Dare I suggest that an increase in property prices will increase consumer confidence and we will see an increase in consumer spending in the UK in 2016!
 
The Government aren’t daft……they know that to increase spending they simply have to limit supply of property to keep prices inflated.
 
Simple economic strategy really when you think about it……and we fall for it every time. 

Wednesday 6 January 2016

The Year That Was 2015……

 
It was quite a year for significant news in my world. Here are the 12 global events that shaped financial markets over the past year.
 
January - Oil Price Decline
The price of Brent crude oil dipped to below $50 a barrel for the first time since May 2009, leading to revenue shortfalls in many energy-exporting nations.

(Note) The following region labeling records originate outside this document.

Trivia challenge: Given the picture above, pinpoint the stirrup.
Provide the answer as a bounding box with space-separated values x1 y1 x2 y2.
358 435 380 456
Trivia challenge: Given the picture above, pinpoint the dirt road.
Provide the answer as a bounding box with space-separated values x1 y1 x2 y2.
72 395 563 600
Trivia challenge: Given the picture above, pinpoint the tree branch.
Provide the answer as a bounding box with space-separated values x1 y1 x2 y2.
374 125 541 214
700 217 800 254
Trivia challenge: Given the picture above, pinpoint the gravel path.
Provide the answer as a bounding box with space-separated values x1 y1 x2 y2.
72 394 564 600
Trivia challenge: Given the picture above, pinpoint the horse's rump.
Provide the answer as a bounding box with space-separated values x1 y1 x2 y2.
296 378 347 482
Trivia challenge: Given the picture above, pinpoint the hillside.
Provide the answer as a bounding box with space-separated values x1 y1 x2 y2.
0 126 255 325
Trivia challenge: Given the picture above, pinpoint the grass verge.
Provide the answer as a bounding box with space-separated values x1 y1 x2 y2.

Expect oil price to dominate news throughout 2016 also.
 
February - World Conflict
Russia and Ukraine agreed a ceasefire in eastern Ukraine in February but 2015 saw a number of violent conflicts across the globe. Events in Syria, the Middle East generally and the terrorist attack in Paris dominated our news feeds.
 
March - Strong US Dollar
The Dollar enjoyed its quickest rise in 40 years in March. America’s economy excelled while others – like China’s – struggled.
 
May - UK Election
With the threat of a hung parliament concerning many, David Cameron led the Conservatives to a majority election victory in May. Surprise and relief for the majority and a bullet dodged!
 
July - Grexit
Greece missed a €1.5bn debt repayment to the International Monetary Fund, after Eurozone ministers refused to extend the country’s bailout. A resolution was eventually found but we’ve not heard the last of this story I fear.
 
August - Rising Correlations
As expectations of a Fed interest rate increase grew, the correlation between stocks and bonds also began to rise during the summer. Not unprecedented but painful nonetheless.
 
August - Chinese Black Monday
China experienced its biggest one-day fall since 2007, with fears the world’s second largest economy was heading for a full-blown crisis. The causes were mixed and many but they were exacerbated by the increasing intervention by Government authorities. Hopefully the lesson was learnt. We shall see.
 
August - Fed Flinch
Given concerns over China and the collapse of oil prices, the Fed resisted the urge to raise US interest rates for the first time since 2006 and delayed until December.
 
August - Bond Market Liquidity
The Bank of England raised concerns that efforts to make British banks better regulated may have had a detrimental effect on bond liquidity. As a result, the fear today is that bond investors run for the exit en masse and find the door too small, resulting in significant price volatility
 
September - VW & Glencore
Volkswagen was embroiled in an emissions test scandal, which impacted around 11 million cars. Meanwhile, the world’s biggest mining company, Glencore, saw shares plummet. The word ‘ugly’ springs to mind.
 
October - UK Inflation Remains Negative
UK inflation remained negative at -0.1%, the first time two consecutive monthly readings had been below zero since CPI records began in 1996. A cause for concern? We shall see!
 
December - Merger & Acquisition Activity
2015 set a new record for mergers and acquisitions, with total global deals eclipsing previous highs.
 
So that you have it……2015 was quite a year!